The calmest of heads in the choppiest of seas. From lockdown 1.0 onwards Rory has led the team to deliver the right decisions, at the right time. He has united the company in the most challenging of times, always keeping our people first in every decision. He has worked tirelessly to ensure we haven’t dropped the many spinning plates throughout this pandemic and he well and truly deserves the HERO award. Not only has our business grown exponentially but our culture and team spirit are much stronger and that’s because of him. ”

Read more about Rory here.

Vic Stewart CFO The Alchemist

Nominated by CEO Simon Potts

“In a year when the unsung heroes of finance have been worth their very weight in gold, I would like to nominate Vic. Blending commerciality with cost discipline and working every conceivable lever to keep cash close - without hurting supplier or creditor chain. Optimistic, opportunistic and tireless in the task of managing operational need with investor and bank expectation - I believe she is second to none. A well known and well liked figure in the hospitality finance community, she has kept cheery communication going across the sector, as well as continued to develop her team.”
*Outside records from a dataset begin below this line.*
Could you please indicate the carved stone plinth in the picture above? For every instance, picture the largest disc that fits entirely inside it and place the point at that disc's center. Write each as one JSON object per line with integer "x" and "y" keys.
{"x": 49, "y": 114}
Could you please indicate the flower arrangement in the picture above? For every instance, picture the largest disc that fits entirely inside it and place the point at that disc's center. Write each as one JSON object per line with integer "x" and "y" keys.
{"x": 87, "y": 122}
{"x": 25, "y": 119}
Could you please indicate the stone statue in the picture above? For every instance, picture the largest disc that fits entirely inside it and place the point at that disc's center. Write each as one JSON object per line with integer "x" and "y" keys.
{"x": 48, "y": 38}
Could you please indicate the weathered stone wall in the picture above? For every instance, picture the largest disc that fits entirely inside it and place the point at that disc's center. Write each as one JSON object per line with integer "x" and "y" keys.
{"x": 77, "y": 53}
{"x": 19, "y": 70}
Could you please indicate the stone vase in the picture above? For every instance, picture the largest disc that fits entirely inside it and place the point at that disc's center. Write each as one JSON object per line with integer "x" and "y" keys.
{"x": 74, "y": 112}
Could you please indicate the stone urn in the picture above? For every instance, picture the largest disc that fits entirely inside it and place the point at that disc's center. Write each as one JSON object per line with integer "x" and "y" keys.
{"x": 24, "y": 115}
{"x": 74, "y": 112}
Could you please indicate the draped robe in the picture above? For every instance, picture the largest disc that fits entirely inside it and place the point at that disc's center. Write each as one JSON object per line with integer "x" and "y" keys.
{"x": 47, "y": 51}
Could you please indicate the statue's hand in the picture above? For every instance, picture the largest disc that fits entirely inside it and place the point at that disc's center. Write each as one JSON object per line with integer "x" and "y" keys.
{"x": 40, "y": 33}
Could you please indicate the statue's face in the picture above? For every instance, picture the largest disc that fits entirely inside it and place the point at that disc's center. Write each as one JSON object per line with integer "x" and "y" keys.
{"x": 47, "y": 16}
Read more about Vic Stewart here.

Suzanne Baker, commercial and property director, Stonegate

Nominated by Maureen Heffernan MD of Leisure PR

Throughout the pandemic Suzanne has orchestrated and managed the challenges presented with operating a huge and diverse supply chain as well as dealing with the increased challenges of an enhanced estate with Stonegate purchasing EI Group in March, 2 weeks prior to the first lock-down. Unflappable, calm and personable throughout Suzanne epitomises professionalism behind the scenes of the biggest pub company in the UK.